0

We have a Maven Java project that we want to run in Jenkins BlueOcean pipelines.

I followed this tutorial. The pipeline is working to execute our code. Yay!

However, every time the 'build' stage of our pipeline executes under a new Jenkins run, it re-downloads all the maven artifacts. This increases our build time considerably.

I start the 'jenkins-docker' container with:

docker container run --name jenkins-docker --rm --detach \
  --privileged --network jenkins --network-alias docker \
  --env DOCKER_TLS_CERTDIR=/certs \
  --volume jenkins-docker-certs:/certs/client \
  --volume jenkins-data:/var/jenkins_home \
  --publish 2376:2376 docker:dind

And the 'jenkins-blueocean' container with:

docker container run --name jenkins-blueocean --rm --detach \
  --network jenkins --env DOCKER_HOST=tcp://docker:2376 \
  --env DOCKER_CERT_PATH=/certs/client --env DOCKER_TLS_VERIFY=1 \
  --volume jenkins-data:/var/jenkins_home \
  --volume jenkins-docker-certs:/certs/client:ro \
  --publish 8080:8080 --publish 50000:50000 jenkinsci/blueocean

Then our Jenkinsfile pipeline is:

pipeline {
    agent {
        docker {
            image 'maven:3.6.3-jdk-8' 
            args '-v /root/.m2:/root/.m2'
        }
    }
    stages {
        stage('Build') {
            steps {
                sh 'mvn -B -DskipTests clean package'
            }
        }
        stage('Test') { 
            steps {
                sh 'mvn test' 
            }
            post {
                always {
                    junit 'target/surefire-reports/*.xml' 
                }
            }
        }
    }
}

Here, Jenkins launches a new 'maven:3.6.3-jdk-8' docker image to do the run. It's also mapping a volume to persist the .m2 directory, as I understand.

Since my 'jenkins-docker' instance isn't shutting down across builds, I'd like to have this .m2 directory persisted. Then each successive run can leverage the cache of downloaded artifacts and not spend 5 minutes re-downloading them.

Is anyone able to offer any insight to what I'm doing wrong?

Thanks in advance

Cuga
  • 17,668
  • 31
  • 111
  • 166

2 Answers2

1

Finally figured it out.

The docker instance which runs the build doesn't automatically have a user.home variable. As a result, each time the build would execute, it'd store the .m2 artifacts under a path including a ? as one of the folders. Similar to what as described in this question.

From the Jenkins tutorial, I was able to figure out that the Maven Docker images expect to download artifacts to /root/.m2. This suggests the maven docker images use /root as their home directory.

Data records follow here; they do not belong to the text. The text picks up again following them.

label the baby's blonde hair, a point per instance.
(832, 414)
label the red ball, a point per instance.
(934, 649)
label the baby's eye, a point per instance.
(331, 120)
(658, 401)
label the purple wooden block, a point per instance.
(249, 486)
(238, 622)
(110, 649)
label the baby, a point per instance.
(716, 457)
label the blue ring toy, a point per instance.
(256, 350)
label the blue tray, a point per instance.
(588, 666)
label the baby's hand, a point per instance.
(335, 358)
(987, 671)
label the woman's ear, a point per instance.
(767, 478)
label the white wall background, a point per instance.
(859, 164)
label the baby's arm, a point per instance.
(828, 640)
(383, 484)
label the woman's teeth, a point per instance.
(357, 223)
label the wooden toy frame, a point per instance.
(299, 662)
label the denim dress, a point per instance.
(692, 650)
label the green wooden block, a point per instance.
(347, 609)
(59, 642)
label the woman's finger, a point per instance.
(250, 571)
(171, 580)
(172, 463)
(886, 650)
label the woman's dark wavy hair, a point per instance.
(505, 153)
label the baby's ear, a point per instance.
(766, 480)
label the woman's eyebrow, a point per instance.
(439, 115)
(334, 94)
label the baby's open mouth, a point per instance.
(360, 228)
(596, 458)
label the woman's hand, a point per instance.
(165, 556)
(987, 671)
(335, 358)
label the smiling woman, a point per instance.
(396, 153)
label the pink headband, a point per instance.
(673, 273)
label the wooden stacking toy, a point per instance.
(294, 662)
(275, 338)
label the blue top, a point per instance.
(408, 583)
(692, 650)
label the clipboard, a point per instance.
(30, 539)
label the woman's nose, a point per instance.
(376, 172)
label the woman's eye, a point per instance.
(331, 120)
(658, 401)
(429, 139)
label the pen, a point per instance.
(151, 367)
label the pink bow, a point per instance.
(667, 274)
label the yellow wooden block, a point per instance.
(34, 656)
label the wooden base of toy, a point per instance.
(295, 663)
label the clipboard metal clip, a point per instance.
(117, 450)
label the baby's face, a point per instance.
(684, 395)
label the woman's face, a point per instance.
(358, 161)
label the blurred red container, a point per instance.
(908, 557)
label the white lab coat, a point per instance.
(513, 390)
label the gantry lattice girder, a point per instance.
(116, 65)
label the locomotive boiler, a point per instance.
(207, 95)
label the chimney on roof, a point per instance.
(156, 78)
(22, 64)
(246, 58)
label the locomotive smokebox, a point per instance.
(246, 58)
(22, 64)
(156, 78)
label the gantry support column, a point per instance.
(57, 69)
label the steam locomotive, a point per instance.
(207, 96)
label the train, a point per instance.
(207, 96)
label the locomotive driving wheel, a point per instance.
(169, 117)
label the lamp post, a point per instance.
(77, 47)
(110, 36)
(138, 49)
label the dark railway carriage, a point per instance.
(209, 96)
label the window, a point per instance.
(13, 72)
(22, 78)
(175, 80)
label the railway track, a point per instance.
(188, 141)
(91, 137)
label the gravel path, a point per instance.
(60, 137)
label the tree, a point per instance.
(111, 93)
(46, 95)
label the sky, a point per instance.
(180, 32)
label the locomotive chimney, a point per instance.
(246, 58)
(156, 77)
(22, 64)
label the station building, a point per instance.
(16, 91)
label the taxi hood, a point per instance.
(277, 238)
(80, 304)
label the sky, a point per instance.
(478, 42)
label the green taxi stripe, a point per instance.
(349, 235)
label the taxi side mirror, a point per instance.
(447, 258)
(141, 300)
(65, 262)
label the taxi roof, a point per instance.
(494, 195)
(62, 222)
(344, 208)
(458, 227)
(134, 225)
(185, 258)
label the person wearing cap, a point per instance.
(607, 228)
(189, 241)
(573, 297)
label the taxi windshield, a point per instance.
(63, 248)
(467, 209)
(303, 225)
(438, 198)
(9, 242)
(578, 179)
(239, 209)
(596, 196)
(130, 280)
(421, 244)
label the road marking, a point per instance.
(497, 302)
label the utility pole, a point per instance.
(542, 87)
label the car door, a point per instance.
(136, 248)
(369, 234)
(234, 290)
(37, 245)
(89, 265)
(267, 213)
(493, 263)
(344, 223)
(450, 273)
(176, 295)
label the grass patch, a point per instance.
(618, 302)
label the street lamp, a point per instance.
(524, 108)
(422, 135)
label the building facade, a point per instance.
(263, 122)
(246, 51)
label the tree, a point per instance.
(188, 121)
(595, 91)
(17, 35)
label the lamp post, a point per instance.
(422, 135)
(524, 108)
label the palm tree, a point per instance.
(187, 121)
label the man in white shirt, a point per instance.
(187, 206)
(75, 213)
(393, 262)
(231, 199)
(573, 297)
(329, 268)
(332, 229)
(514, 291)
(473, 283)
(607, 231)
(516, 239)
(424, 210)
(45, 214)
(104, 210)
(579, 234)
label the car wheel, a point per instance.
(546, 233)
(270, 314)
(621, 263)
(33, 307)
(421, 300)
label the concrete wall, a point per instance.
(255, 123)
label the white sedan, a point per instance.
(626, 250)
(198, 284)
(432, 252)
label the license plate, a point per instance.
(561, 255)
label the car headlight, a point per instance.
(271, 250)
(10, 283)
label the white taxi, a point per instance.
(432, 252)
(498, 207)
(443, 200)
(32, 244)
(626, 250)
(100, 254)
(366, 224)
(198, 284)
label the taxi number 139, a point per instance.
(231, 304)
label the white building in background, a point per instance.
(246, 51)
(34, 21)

I updated my Jenkinsfile to include this directive at the top so the Maven Docker instance would use it's de-facto home directory correctly.

environment {
  JAVA_TOOL_OPTIONS = '-Duser.home=/root'
}

Then I struggled with permissions issues trying to get the volume mapping right. Per the Jenkins setup, I already had created a volume jenkins-data, and it's available on my 'host' Jenkins containers as /var/jenkins_home.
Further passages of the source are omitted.